We used adolescent SI coupled with RNA sequencing to better understand the molecular mechanisms underlying meA regulation of social influence on reward.

Results

We show that SI in adolescence, a well-established preclinical model for addiction susceptibility, enhances preference for cocaine in male but not in female mice and alters cocaine-induced protein and transcriptional profiles within the adult meA particularly in males. To determine whether transcriptional mechanisms within the meA are important for these behavioral effects, we manipulated Crym expression, a sex-specific key driver gene identified through differential gene expression and coexpression network analyses, specifically in meA neurons. Overexpression of Crym, but not another key driver that did not meet our sex-specific criteria, recapitulated the behavioral and transcriptional effects of adolescent SI.

Conclusions

These results show that the meA is essential for modulating the sex-specific effects of social experience on drug reward and establish Crym as a critical mediator of sex-specific behavioral and transcriptional plasticity.

中文翻译：

内侧杏仁核中的 Crystallin Mu 调节社会经验对男性而非女性可卡因寻求的影响

背景

社会经验影响对物质使用障碍的易感性。青春期与社会奖励的发展有关，并且对社会经验对奖励相关行为的破坏异常敏感。青春期的社会隔离 (SI) 会改变成年男性的焦虑和奖励相关行为，但对女性知之甚少。内侧杏仁核 (meA) 可能是调节社会对药物奖励影响的候选者，因为它调节社会奖励，在青春期发育，并且对社会压力敏感。
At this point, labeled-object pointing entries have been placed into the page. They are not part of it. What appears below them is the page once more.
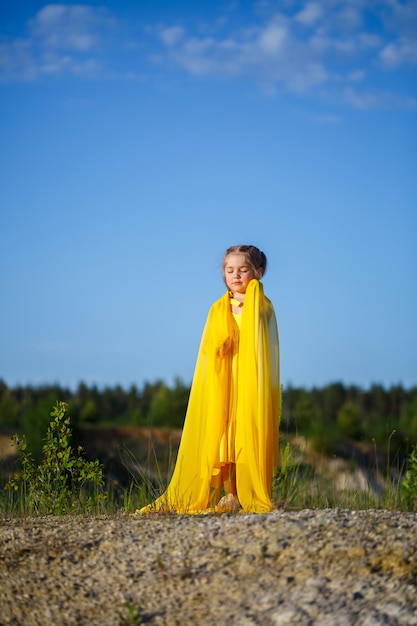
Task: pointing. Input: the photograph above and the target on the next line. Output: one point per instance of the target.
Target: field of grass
(133, 467)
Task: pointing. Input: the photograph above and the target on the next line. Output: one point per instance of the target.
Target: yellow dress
(233, 411)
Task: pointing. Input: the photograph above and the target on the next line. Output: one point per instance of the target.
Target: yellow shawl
(257, 409)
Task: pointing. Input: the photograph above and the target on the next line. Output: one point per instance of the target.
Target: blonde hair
(254, 257)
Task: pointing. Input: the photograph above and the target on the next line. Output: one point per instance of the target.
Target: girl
(230, 434)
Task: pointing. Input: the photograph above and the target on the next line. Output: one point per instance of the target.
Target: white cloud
(316, 47)
(399, 53)
(61, 39)
(310, 14)
(272, 39)
(171, 36)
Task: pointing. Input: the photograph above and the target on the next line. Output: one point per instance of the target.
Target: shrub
(63, 481)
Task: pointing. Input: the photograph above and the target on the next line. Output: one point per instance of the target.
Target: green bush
(63, 481)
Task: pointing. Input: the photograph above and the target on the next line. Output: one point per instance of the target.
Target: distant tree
(349, 421)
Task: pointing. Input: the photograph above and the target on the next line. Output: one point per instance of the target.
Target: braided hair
(254, 257)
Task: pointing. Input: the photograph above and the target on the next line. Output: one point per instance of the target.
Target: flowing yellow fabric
(255, 401)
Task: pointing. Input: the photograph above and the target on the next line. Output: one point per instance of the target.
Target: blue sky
(138, 140)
然而，关于 meA 如何应对滥用药物知之甚少。

方法

我们将青春期 SI 与 RNA 测序结合使用，以更好地了解 meA 调节社会对奖赏影响的分子机制。

结果

我们表明，青春期 SI 是一种成熟的成瘾易感性临床前模型，可增强雄性小鼠对可卡因的偏好，但不会增强雌性小鼠对可卡因的偏好，并改变成年 meA 中可卡因诱导的蛋白质和转录谱，尤其是雄性小鼠。为了确定 meA 内的转录机制是否对这些行为影响很重要，我们操纵了 Crym 表达，这是一种通过差异基因表达和共表达网络分析鉴定的性别特异性关键驱动基因，特别是在 meA 神经元中。Crym 的过度表达，而不是另一个不符合我们性别特定标准的关键驱动因素，概括了青少年 SI 的行为和转录效应。